The United States Centres for Disease Control and Prevention has identified a new health problem related to electronic cigarettes - the risk that the devices themselves or the liquid nicotine that goes into them will cause injury to eyes, skin or other body parts.

Calls to poison control centres to report problems related to e-cigarette exposure rose from one per month in September 2010 (when officials started to keep track of such calls) to 215 per month in February this year, according to a report published on Thursday in the CDC's Morbidity and Mortality Weekly Report. During that time, poison control centres fielded a total of 2,405 calls about e-cigarette injuries.

To put those numbers into some perspective, the report also notes that during the same period, Americans made 16,248 calls to poison control centres regarding exposure to regular cigarettes. The monthly number of cigarette-related calls varied between 301 and 512.

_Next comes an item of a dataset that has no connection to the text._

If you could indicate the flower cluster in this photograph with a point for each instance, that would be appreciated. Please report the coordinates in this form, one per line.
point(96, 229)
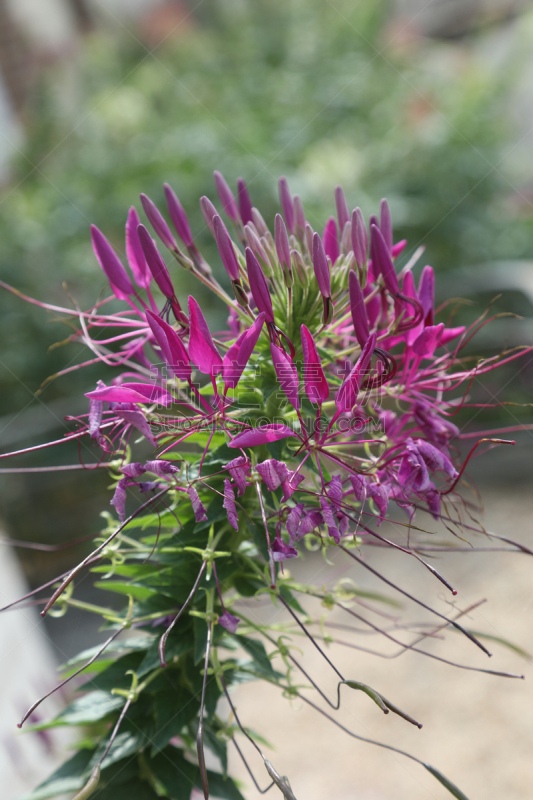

E-cigarettes are battery-operated devices that deliver users a hit of nicotine in vapour form without the carbon monoxide or tars that come from burning tobacco leaves. The CDC estimates that 10 per cent of American high school students and nearly 3 per cent of middle school students used e-cigarettes in 2012.

The authors of the Morbidity and Mortality Weekly Report - from the CDC and the US Food and Drug Administration - found records of 9,839 calls involving either regular or e-cigarettes that included information on the side effects suffered by victims. Among these cases, 58 per cent of calls involving e-cigarettes reported some kind of "adverse health effect". In 68.9 per cent of these cases, people became injured by ingesting something, 16.8 per cent by inhaling something, 8.5 per cent by getting something in their eye and 5.9 per cent by getting something on their skin.

When people were injured by e-cigarettes, the most common side effects reported to poison control centres were nausea, vomiting and eye irritation. One person committed suicide by injecting the nicotine solution into their veins.